Nur auf guten Journalismus stößt man immer seltener.
Der Abgrund deutscher Nahost-Berichterstattung öffnet sich in nahezu jeder Nachrichtensendung, auf den Seiten der meisten Tageszeitungen: ob öffentlich-rechtlich oder privat, Boulevard oder seriös, links oder bürgerlich.
Die Ursachen des Niedergangs sind überall dieselben: Tief sitzende rassistische Klischees über islamische Barbarei und westliche Zivilisation. Ein Journalismus, der sich traditionell eher darin versteht, die Politik der Mächtigen darzustellen als zu hinterfragen. Die auch von vielen Journalisten empfundene besondere deutsche Verantwortung für Israel, die sich absurderweise nun in der bedingungslosen Unterstützung eines rechtsextremen, mörderischen Regimes manifestiert, unter dessen Politik auch die eigene Bevölkerung leidet.
Toxisch wirkte dieser Mix in deutschen Redaktionen auch schon vor dem 7. Oktober. Aber so wie Chemikalien erst beim richtigen Verhältnis aus Druck und Temperatur zur Explosion führen, brauchte es auch in deutschen Redaktionen einen Auslöser, um die Katastrophe herbeizuführen.

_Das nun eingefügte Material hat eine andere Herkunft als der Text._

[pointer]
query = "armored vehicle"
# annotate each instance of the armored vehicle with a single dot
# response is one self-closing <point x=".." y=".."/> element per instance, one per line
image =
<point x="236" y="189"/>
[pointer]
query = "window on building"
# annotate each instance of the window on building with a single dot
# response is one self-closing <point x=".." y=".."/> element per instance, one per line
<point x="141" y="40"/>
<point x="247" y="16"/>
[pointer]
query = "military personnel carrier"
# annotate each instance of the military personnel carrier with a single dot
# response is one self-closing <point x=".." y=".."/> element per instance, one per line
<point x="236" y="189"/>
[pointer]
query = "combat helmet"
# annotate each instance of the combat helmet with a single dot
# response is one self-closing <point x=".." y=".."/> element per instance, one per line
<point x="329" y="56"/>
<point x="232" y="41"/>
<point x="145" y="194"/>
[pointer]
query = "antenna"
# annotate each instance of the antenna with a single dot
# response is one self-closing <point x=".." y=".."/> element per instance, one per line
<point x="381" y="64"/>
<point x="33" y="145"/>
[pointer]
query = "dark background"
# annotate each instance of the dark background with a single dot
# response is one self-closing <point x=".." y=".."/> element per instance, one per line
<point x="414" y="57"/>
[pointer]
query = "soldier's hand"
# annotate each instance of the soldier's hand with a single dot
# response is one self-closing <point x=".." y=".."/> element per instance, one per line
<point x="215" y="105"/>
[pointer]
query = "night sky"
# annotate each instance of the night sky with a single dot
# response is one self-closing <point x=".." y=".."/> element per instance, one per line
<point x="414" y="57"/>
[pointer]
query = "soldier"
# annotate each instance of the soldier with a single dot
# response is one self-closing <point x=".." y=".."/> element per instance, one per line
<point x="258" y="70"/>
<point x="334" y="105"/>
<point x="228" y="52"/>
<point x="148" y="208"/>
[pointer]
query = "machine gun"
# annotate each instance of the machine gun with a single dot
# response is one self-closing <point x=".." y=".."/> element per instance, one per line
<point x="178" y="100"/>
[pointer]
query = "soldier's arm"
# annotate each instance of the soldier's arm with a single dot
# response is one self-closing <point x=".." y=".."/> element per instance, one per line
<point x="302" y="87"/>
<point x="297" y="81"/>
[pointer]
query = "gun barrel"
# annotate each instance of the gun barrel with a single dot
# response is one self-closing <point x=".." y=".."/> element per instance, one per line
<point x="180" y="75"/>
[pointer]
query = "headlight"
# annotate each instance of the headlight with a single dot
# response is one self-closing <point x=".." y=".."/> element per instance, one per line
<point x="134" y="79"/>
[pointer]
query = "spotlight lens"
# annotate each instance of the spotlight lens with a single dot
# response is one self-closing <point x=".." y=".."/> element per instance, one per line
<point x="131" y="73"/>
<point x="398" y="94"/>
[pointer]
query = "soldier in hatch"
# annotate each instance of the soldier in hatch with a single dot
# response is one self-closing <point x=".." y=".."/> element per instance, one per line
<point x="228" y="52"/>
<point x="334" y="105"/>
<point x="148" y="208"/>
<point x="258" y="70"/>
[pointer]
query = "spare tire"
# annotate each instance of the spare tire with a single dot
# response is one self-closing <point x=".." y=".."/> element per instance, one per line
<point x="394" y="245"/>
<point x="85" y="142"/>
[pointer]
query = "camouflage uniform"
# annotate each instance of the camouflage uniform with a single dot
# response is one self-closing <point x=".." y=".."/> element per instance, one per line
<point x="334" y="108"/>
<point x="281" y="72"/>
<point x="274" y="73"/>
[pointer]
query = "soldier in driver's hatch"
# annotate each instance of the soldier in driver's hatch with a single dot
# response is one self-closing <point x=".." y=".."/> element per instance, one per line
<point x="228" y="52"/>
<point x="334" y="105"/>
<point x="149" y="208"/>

Enthauptete Babys, Zivilisationsbruch, Holocaust – darunter geht es nicht mehr
In einer Art kollektiven Wettbewerb von Entmenschlichung und Dramatisierung übertrafen sich Medienschaffende nach dem 7. Oktober gegenseitig. Zeitenwende. Zäsur. Zivilisation gegen Barbarei. Darunter ging es oftmals nicht mehr.
„Es gibt keine unschuldigen Zivilisten in Gaza“ und „Free Palestine ist das neue Heil Hitler”, titelte Die Welt. Holocaust-Vergleiche – jahrzehntelang ein tabuisiertes rhetorisches Mittel im deutschen öffentlichen Diskurs und immer wieder Gegenstand von Skandalen – wurden selbst in den bewusst seriösen Abendnachrichten von ZDF Heute und Tagesschau zum Normalfall.
In Regionalzeitungen meldeten Journalisten Funde von palästinensischen Fahnen und Kufiyas an Schulen, als hätten sie eigenhändig einen Hamas-Unterstand ausgespäht. Dem bedingungslosen Bekenntnis zu Israel, das der Bundestag am 10. Oktober 2023 einstimmig von Linke bis AfD ausgegeben hatte, schienen sich nun auch viele Journalisten anzuschließen. Die deutsche Staatsräson von der Sicherheit Israels wurde auch in vielen Redaktionen zur neuen Leitkultur.
Die Welt am 12. Oktober 2023. Die meisten Fake News wurden bis heute nicht richtiggestellt.
Dabei nahmen und nehmen es viele Redaktionen selbst mit dem höchsten journalistischen Gebot, Faktentreue, nicht mehr so genau. „Babys mit abgeschnittenen Köpfen“, titelte BILD am 11. Oktober 2023. „Haben Terroristen ein Baby im Ofen verbrannt?“, lautete die Schlagzeile zwei Wochen später.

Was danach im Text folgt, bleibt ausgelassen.